Book Review Catch-up

Here's what I've been reading for the past few weeks...

I Rode a Horse of Milk White Jade

Diane L Wilson, 232 pages, 1998.
Historical Fiction set on the plains of Mongolia in the 14th Century. Oyuna was crippled at a young age when a horse trod on her foot. This is the story of how she overcomes the bad luck of such an accident. It reminded me a bit of Mulan -- a great adventure that takes a girl to the door of the Khan himself.

Tuesdays with Morrie
Mitch Albom, 192 pages, 1997.
Our RS book club book for the month, this one is perennially popular. It tells the true story of a young man and his favorite college professor. When this kind and generous professor is diagnosed with ALS (Lou Gehrig's disease), he has some life lessons to share. This was an enjoyable and quick read, and I was able to distill some gems to think about. I confess I liked Albom's The Five People You Meet in Heaven better, but this one was good too and worth a read.

Our Only May Amelia
Jennifer L. Holm, 253 pages, 1999.
Some more historical fiction, this piece was inspired by the diary of one of the author's ancestors (great grandmother? I can't remember). It has a diary-like feel because it is told in the first person and is episodic, but Holm has dispensed with dated entries. The format works well and we get a little glimpse into the life of a 12 year old girl who is settling in the Pacific Northwest. She is the only girl in the settlement, and seems to find herself in trouble more often than not.
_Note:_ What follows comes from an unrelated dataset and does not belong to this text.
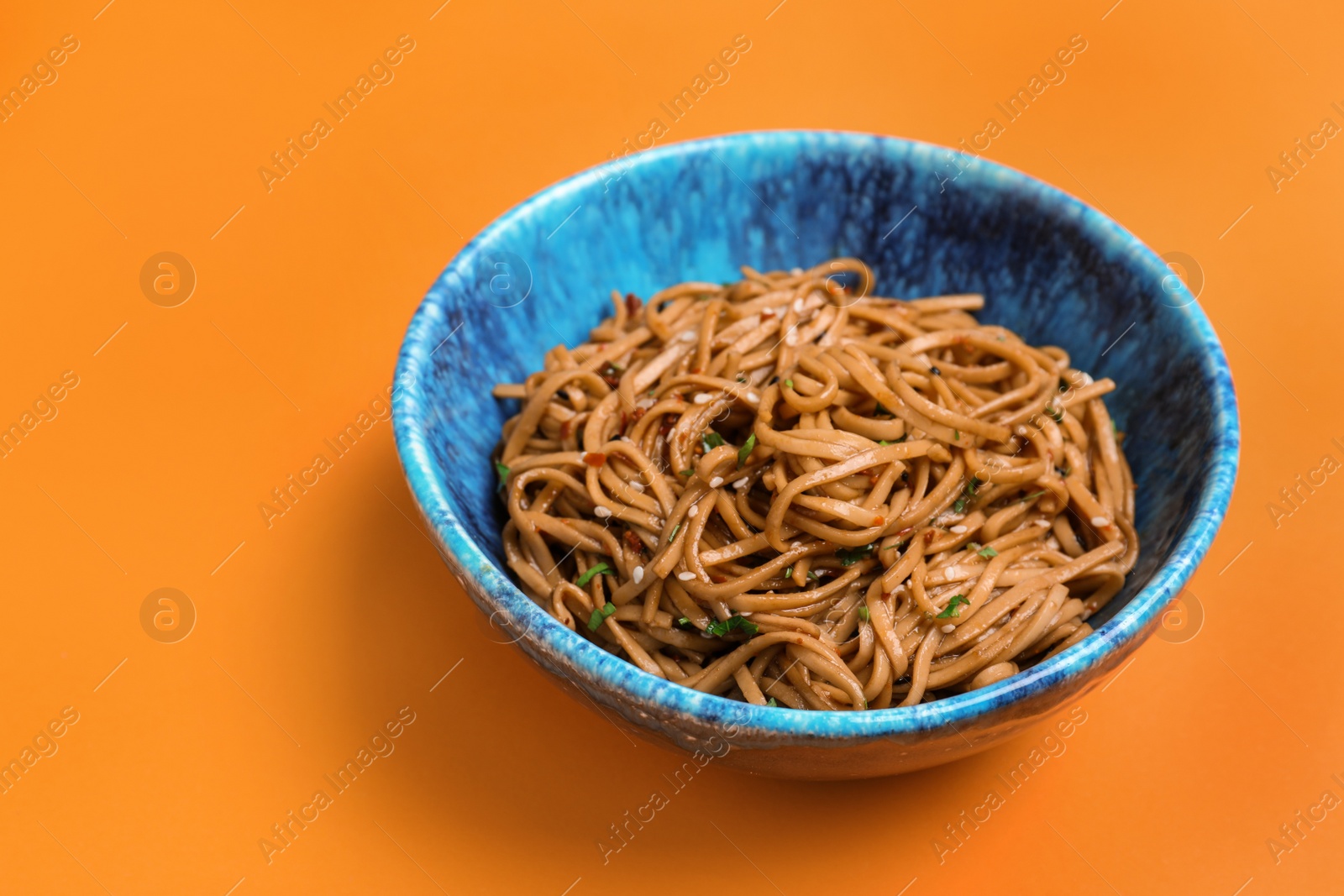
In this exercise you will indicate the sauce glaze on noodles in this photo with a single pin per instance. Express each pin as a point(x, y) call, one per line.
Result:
point(792, 492)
A Newbery Honor.

The Professor's Daughter

Johann Sfar & Emmanuel Guibert, translated by Alexis Siegel, 64 pages, 2007.
This is a short little graphic novel that was originally published in France in the '90's. I heard about it because it won the best YA graphic novel award from the Cybils (Children's and YA Blogger's Choice Awards -- for some good books click on the list of finalists in green on the top right.) Anyway, the idea is that the professor's daughter, Lillian, falls for one of the professor's mummies, Imhotep IV when he comes to life. Hilarous randomness ensues. Nobody seems to mind that he's a mummy too much, and the plot twists and turns from tea and crumpets to murder and shanghai -- Queen Victoria herself gets tossed in the River Thames! Fun, and a super quick read (it snuck ahead in line because I picked it up to read during lunch and finished it on accident).

1 comment:

Liz said...

Here's some historical fiction for you, sure to be enjoyed not only by adults but also by young adults: El Tigre by John Manhold. It follows a young man, Johann, from Prussia (think old Spanish Aristocracy) to the United States (some stops in between, naturally, with action and adventure), where he helps establish Texas and California. Lots of action, lots of historical material woven in so expertly that all you'll really notice is the story.

My husband and I both thoroughly enjoyed this book and I was particularly struck by the fact that it's so suitable for teens and young adults. This is definitely worth a look.